When laboratory analysis showed that insecticides used by farmers to control the insect pest of Brassica oleracea (cabbage) are no longer effective, farmers began increasing the dosage. This was revealed in a pesticide forum attended by farmers, pesticide retailers and agriculture officials.
The forum was conducted by the Secretariat of the Pacific Community (SPC) with assistance from Fiji’s Ministry of Agriculture on 11 and 12 June.
According to Fereti Atumurirava, SPC’s Integrated Pest Management Officer, farmers have resorted to increasing the amount of insecticide mixed into the sprayer tank, as well as the number of sprays per week.
‘While spraying two to three times a week enables them to sell the crop, they are forgetting the impact of increased chemical residue on consumers,’ said Mr Atumurirava.

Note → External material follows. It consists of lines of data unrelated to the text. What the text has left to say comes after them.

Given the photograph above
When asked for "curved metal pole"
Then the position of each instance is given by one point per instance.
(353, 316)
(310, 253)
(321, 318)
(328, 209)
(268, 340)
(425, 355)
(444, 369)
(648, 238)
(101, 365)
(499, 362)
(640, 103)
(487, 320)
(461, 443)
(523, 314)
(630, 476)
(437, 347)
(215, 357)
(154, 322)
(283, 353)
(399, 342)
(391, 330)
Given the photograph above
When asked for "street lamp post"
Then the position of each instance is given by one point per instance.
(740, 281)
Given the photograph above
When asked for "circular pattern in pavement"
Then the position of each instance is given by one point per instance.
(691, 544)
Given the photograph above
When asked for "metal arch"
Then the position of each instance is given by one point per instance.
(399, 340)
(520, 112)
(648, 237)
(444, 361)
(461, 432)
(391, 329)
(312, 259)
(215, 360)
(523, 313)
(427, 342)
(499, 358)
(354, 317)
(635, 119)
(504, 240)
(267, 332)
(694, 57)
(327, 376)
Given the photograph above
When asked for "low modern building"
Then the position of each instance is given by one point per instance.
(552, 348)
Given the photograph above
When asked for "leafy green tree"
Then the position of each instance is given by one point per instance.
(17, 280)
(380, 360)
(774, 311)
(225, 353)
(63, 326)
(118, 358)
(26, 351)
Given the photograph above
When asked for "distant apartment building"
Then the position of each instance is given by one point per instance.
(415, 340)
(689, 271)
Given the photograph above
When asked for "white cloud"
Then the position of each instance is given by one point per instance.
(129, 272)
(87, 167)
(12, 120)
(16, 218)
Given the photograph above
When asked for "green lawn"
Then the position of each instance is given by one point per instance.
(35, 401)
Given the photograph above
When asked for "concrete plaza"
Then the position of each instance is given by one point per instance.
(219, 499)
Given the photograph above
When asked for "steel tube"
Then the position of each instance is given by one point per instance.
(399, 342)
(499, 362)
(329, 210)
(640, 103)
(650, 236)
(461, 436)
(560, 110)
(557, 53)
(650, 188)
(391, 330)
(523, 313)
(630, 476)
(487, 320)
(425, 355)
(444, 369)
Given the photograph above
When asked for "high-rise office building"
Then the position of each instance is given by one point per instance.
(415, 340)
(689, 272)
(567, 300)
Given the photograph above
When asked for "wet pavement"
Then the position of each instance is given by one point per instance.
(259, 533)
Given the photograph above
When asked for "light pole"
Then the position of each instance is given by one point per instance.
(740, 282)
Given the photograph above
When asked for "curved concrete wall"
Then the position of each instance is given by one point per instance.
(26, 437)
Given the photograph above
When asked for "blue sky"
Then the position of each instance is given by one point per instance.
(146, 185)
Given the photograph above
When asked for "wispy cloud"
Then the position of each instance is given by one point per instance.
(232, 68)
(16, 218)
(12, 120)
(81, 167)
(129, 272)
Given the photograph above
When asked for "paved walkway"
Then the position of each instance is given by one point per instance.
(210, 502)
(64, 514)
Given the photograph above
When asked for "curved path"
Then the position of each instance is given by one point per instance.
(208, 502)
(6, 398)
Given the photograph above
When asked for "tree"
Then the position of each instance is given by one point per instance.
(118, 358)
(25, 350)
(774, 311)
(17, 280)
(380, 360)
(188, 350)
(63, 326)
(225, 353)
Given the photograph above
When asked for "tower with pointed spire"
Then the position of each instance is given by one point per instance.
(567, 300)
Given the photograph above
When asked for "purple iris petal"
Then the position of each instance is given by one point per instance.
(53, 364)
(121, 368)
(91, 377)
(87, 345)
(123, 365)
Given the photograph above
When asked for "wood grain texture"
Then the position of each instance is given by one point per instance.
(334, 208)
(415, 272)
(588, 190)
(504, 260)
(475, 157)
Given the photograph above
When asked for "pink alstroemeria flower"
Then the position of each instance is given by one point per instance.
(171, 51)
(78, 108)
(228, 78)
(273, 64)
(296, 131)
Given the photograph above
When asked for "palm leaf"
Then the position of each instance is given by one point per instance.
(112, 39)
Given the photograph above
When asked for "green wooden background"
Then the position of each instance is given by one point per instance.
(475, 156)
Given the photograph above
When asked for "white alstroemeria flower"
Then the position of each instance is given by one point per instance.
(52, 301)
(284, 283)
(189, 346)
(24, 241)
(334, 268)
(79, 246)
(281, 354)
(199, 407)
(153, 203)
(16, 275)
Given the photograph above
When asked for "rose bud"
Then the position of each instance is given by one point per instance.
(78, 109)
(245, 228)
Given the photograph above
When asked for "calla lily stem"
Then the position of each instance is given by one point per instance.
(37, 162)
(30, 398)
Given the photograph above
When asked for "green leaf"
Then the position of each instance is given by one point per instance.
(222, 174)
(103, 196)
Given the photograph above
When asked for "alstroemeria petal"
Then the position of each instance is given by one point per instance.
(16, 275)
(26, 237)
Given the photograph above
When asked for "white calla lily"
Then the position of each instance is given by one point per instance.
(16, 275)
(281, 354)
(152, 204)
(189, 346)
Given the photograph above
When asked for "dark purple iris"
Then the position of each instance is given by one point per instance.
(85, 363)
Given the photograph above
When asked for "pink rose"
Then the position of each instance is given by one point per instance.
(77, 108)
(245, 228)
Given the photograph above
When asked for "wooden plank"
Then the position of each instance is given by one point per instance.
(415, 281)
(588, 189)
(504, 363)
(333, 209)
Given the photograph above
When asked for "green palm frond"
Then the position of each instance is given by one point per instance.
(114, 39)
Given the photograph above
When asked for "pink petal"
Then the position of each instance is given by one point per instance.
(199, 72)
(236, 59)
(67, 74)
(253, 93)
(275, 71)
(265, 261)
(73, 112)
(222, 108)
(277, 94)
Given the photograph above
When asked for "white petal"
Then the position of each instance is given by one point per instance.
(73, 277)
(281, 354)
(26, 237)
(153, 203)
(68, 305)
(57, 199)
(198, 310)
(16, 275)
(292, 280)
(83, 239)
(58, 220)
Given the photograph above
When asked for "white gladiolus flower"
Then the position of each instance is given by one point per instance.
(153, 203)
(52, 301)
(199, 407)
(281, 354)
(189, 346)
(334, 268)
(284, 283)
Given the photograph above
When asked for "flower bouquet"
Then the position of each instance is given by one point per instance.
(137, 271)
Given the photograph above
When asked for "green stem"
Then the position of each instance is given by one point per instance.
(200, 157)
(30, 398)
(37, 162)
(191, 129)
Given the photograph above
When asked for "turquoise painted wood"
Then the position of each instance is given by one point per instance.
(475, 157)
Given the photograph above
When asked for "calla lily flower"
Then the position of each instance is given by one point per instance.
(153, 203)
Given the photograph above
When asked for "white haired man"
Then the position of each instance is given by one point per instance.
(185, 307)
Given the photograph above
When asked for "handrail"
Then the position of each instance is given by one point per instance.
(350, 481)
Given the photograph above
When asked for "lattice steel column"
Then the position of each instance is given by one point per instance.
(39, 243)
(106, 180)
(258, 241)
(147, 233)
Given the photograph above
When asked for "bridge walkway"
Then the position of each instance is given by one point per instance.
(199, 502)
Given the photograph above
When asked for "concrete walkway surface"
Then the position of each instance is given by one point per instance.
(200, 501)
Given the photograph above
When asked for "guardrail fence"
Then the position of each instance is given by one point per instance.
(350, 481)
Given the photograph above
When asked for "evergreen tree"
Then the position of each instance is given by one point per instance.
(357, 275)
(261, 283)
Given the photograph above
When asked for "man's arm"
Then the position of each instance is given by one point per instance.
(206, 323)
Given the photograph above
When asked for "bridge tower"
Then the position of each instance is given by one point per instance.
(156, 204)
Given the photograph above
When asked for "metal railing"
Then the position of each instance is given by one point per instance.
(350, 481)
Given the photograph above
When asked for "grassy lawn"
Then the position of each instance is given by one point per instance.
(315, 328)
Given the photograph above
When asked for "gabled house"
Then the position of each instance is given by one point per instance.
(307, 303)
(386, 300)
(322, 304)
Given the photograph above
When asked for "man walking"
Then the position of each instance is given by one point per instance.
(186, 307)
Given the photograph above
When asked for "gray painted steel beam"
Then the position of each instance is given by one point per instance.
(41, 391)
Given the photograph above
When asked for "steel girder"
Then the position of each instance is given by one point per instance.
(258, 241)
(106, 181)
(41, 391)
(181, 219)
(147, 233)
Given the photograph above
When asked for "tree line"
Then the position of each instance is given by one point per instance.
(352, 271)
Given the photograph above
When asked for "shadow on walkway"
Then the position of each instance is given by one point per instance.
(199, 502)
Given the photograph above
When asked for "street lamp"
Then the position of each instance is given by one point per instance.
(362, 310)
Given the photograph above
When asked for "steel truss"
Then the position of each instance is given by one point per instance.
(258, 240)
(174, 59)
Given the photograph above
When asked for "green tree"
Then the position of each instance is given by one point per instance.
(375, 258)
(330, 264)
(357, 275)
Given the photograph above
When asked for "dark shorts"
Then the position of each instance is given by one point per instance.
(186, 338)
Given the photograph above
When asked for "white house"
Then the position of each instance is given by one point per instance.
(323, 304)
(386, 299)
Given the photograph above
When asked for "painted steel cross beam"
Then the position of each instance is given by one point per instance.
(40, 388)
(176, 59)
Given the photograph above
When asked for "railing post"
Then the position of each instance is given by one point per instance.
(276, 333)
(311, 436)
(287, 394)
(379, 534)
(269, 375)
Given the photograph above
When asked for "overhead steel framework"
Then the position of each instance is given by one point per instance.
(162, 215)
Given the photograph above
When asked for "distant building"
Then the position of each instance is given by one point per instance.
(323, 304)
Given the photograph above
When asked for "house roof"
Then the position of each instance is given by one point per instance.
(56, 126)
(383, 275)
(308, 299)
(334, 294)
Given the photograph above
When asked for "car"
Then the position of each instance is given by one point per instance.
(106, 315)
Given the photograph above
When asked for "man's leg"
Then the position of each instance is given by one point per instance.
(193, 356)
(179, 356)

To combat this, a joint project run by the Australian Centre for International Agricultural Research (ACIAR) and the United Nations Food and Agriculture Organization (FAO) is currently being implemented to create more awareness amongst stakeholders and look into other options for reducing chemical usage on cabbage production. SPC is coordinating the activities and providing resource people.
‘The key issue here is the reduction of pesticide use in vegetable production in order to make vegetables safe for human consumption and to protect the ecosystem. This can be done by introducing the insecticide resistant management strategy,’ Mr Atumurirava said.
He added that this strategy is one of the drivers in reducing the use of pesticide that also includes the use of biological insecticide (Bt).
‘The idea will involve the rotation of three unrelated insecticides in one season to prevent resistance building up amongst the pest population,’ he explained.
‘A new insecticide called Bt (a biological insecticide) will be introduced as one of the three.’
Mr Atumurirava said that farmers interested in using Bt can contact the Ministry of Agriculture or pesticide suppliers for more information.
The number of pesticide dealers present in the forum was of significance, as their cooperation enables farmers to purchase the insecticides that are required by the insecticide resistant management strategy.
A farmer survey conducted in 2012 in the Sigatoka Valley showed that most insecticides were used for tomatoes, eggplant and English cabbage. Making these vegetables safe for human consumption is crucial and such a forum is targeted to bring about change.
The ACIAR project is called Strengthening integrated crop management research in the Pacific Islands in support of sustainable intensification of high-value crop production and FAO project is called Capacity building to promote adoption of techniques to reduce hazardous pesticides use in Pacific Agriculture. The two projects have joint activities to resolve the chemical residue problem.